“A poet who reads his verse in public may have other nasty habits.”   – Robert Heinlein
Mark Heinlein reads his poem “It’s Sunday Night And The Forecast Predicts Clouds and Rain And The Alarm Is Set For Four” to help celebrate Poetry Month 2012 at San Jose State’s Legacy Day. The reading helped honor the death of Adrienne Rich, and Mark reads a poem by the fine poet Phyllis Koestenbaum, a Bay Area writer and former classmate of Ms. Rich’s at Radcliffe University.
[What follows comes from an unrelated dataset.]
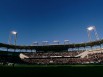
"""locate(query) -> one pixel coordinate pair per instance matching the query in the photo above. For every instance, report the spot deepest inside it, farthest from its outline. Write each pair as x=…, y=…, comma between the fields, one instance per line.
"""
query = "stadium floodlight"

Phyllis’s poem “Proust” is included in her prose-poem collection Doris Day and Kitschy Melodies.

Here I am reading a poem from Everything We Call Ordinary:



My youth was spent no further than a quarter mile from some 7-11 where I could buy Hershey’s Score bars, cherry-root-beer-suicide Slurpees,Star Wars, packs of Topps baseball cards with their thin wafer of pink gum each. I’ve never known summer evenings without yellow street lights robbing the night sky of the endlessness of stars. When I lived in Richland, Texas, every summer fewer and fewer fireflies lit the front yard on summer evenings we’d walk to the all-night Tom Thumb to buy Pop-Rocks, Dr. Pepper or Chico-Sticks.

Now I live a block from Taco Bell, Baskin Robin’s, Safeway, a 76 station, but I never walk to shop. I get in the truck, drive over for sliced ham sandwich meat, two-scoop sundaes, or 7-layer burrito, Pepsi and Mexi-Melt. I walk to lose weight, too fat to run, too fat to ride a bike, too fat to Jazzercise (do they do that anymore?), too fat to tie my shoes without losing my breath bending over. Is this what I expected all those years of carefree summers? Is this what my life

amounts to? All those years turning-two at second and drag bunting for base hits through high school and college. I remember limping off the diamond the last time, it was sunset, I saw an owl swoop down from a branch and snag a mouse. I pulled a hamstring. I thought, I’ll never have to worry about this again. That night I got drunk on Mickey’s wide mouths, screwed my roommate’s girlfriend’s roommate (everyone wanted to), and thought, I’ll write poetry for a living, then thought, You rotten son-of-a-gun, you’re gonna live forever.